Dr. Ang Choulean is a scholar of anthropology, ethnology and archaeology who focuses on Cambodian religion and culture. He formerly was the director of the Department of Culture and Monuments at the Authority for the Protection and Management of Angkor and the Region of SiemReap.
Premjith Sadasivan
I
was preparing to go on vacation leave in Singapore on 15 October 2012
when my phone rang at 6:05am. A Cambodian friend conveyed the sad news
that King Father Norodom Sihanouk suffered a heart attack and had passed
away in a Beijing hospital a few hours earlier. As a diplomat, I knew
an era has passed with the King Father’s passing and I decided to stay
put in Cambodia.
The King Father embodied the true spirit of Cambodia. The older generation of Cambodians and Singaporeans remember Sihanouk’s premiership in the1960s as the “golden age” of Cambodia, when Phnom Penh was known as the Pearl of Southeast Asia. In fact, two years after Singapore’s independence in 1965, at the invitation of His Majesty, Singapore’s Founder and then-Prime Minister Lee Kuan Yew visited Cambodia with his family to study its developmental experience. But Cambodia’s “golden age” was soon disrupted by the Cold War. The destiny King Father Sihanouk sought was of a modern, industrialised and independent Cambodia, but larger geopolitical currents, andlater domestic divisions, proved overwhelming.
When Singapore’s Prime
Minister Lee Hsien Loong, accompanied by his wife Madam Ho Ching,
visited Phnom Penh to pay his last respects to His Majesty on 21 Oct
2012, he said Singapore will never forget the crucial role His Majesty
had played in fostering the enduring friendship between Singapore and
Cambodia. Due to His Majesty’s personal friendship with former Prime
Minister Lee Kuan Yew, Cambodia became one of the first countries to
recognise Singapore’s independence. The King Father will be missed by
all Cambodians and by many in Singapore. Farewell to King Father Norodom
Sihanouk.
His Excellency Premjith Sadasivan is Singapore’s ambassador to Cambodia.
Prince Norodom Ranariddh
My
big problem and his problem were how to share our private time with
family, while being busy with political life. For he had two kinds of
children. He was also father of the nation, father of all Cambodians.
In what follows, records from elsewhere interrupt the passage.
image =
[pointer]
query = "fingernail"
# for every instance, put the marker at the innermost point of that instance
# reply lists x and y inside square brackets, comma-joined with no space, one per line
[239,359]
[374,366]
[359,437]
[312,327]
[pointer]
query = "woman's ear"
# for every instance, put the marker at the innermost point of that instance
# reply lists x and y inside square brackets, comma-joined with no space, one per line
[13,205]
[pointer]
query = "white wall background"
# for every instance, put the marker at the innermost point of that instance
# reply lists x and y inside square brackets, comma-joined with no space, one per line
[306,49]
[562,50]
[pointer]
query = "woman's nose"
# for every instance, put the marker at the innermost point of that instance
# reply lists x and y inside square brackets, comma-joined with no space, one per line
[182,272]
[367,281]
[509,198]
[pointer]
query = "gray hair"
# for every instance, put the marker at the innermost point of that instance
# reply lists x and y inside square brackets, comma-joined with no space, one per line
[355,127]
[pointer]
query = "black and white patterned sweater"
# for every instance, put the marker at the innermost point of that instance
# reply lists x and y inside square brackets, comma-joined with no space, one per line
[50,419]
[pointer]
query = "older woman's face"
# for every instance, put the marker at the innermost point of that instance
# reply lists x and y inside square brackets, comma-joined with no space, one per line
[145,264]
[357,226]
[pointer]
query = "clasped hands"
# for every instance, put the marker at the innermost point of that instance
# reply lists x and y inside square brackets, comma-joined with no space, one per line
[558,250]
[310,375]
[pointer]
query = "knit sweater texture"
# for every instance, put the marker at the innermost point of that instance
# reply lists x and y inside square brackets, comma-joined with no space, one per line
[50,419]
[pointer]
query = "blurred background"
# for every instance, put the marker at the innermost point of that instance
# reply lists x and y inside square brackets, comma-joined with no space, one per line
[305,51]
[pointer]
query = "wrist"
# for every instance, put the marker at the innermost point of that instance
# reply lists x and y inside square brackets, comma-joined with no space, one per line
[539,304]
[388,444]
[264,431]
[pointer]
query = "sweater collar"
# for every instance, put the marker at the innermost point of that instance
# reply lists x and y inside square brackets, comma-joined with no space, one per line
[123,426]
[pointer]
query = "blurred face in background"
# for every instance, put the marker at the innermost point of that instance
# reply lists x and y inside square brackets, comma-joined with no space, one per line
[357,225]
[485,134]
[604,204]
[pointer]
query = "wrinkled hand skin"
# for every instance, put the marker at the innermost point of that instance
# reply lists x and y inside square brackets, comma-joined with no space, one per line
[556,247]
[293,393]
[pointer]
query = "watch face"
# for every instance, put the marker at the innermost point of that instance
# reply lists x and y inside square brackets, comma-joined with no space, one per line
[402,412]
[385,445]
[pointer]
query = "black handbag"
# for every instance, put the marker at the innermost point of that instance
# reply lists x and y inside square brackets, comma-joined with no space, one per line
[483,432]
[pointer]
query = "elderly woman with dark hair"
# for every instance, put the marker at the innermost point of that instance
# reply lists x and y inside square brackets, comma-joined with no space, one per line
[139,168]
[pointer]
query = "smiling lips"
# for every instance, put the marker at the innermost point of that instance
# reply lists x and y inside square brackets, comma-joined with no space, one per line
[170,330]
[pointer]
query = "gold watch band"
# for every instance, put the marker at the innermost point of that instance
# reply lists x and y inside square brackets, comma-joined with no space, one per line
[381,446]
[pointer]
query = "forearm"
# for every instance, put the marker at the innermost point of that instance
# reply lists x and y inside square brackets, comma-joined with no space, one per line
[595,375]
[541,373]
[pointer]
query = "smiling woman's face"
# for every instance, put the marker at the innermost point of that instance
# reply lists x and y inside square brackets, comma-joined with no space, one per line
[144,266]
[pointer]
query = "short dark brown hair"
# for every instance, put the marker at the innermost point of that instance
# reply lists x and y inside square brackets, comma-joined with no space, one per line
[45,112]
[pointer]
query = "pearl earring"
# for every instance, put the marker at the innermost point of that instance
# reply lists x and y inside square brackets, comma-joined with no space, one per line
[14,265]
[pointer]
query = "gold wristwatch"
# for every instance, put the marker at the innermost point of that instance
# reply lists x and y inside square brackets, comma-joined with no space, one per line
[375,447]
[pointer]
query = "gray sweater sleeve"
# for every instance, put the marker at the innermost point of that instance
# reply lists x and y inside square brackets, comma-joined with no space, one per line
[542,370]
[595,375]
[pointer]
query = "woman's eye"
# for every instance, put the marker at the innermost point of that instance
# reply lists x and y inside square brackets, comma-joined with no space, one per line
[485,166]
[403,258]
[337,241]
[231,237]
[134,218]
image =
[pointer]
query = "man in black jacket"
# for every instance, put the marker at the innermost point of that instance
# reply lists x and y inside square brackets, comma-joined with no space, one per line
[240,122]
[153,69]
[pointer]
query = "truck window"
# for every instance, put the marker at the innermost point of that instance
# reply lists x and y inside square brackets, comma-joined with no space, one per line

The fact is, that while my father very much loved his own children, he
loved Cambodia much more.
I’ve been listening to my father’s
songs lately. He was a wonderful composer; I love his songs very much.
My father used to say to me, “My son Ranariddh sang my songs the best,”
because you had to sing it with your own heart. I used to sing a lot. He
didn't like to sing his own songs, so I used to do it.
I still cherish what he said on October 30, 2011, in the front of the Royal Palace when the government organized such a big meeting to celebrate his birthday. He advised us that if we want a more prosperous Cambodia, more just, powerful, a continuance of the past, then there is no way out but real cooperation between royalists, represented by the King, and the CPP, represented by Hun Sen. I think this should be his last testament of will, his political testament. They should think twice, two times, three times, again and again about what he said, without which in my humble opinion there won't be any prosperity or strength.
He was father of the nation, father of everything. And no one can replace him any more.
I think he’s the last great king, the last great monarch, and the last father of the nation. These should be the last words.
Prince Norodom Ranariddh is the son of the late King Father and a former prime;minister of Cambodia.